The incongruous love-song of the conversation continued as they departed for the Apperson apartment. Carl became morbidly jovial as though striving to goad himself into a mood, but underneath his words he was sad as he side-stepped Helen’s heavy lunges. “I have never actually had youth—that glistening mixture of blunders, sighs, cruel laughters, and a pleasant sadness that does not cut too deeply,” he said to himself as he listened to the obviously proud youth of the two women.

CHAPTER XIII.

Kone had already arrived at the apartment and was waiting on the front porch.
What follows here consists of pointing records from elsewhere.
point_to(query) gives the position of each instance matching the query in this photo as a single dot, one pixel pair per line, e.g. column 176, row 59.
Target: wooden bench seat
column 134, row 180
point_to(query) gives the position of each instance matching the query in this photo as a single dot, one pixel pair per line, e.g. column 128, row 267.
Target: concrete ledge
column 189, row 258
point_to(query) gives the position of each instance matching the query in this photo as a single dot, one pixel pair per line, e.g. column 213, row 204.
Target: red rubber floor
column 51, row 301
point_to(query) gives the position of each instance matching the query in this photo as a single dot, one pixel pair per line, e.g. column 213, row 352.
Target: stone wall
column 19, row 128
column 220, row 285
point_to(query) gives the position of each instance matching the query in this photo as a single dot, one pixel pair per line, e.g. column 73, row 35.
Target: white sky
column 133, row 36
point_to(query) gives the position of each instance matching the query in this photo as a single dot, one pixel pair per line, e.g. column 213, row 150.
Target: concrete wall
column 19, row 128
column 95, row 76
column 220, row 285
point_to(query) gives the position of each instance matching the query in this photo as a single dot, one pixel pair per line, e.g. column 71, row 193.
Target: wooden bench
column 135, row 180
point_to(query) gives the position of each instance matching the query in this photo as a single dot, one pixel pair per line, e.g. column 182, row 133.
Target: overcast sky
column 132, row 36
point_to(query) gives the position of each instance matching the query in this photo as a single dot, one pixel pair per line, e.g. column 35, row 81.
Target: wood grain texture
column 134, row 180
His heavy body, of medium height, held the arrogant bulge of muscles beneath his light grey suit and his pale brown face cradled a wraith of bitter alertness—a sneer attempting to break through the concealing flesh. He had a short flattened nose, thick lips, and the eyes of a forced and sprightly demon, and the dark abundance of his eyebrows receded into a low forehead, which in turn ended in a mass of black hair brushed backward. He had come to America some six years before this late Autumn evening; had first worked as a porter in a department store; had mastered English with a miraculous speed; and was now studying at a neighboring university and earning a living by teaching Russian to classes of children. In place of that violently disguised boredom commonly known as a heart he seemed to have an over-perfect dynamo that made him a mechanical wild-man—there was a sharp, strained persistency in all of his movements and the fact that he never deigned to falter in his words and gestures gave him an aspect of well-maintained artificiality. He threw his vivid grin to Carl.

“Hah, poet who seems to sleep but is always awake—greetings,” he called out, in the crisply dramatic way in which he usually spoke. “‘Demons lurk in your dimples’—you should have written that line about yourself.”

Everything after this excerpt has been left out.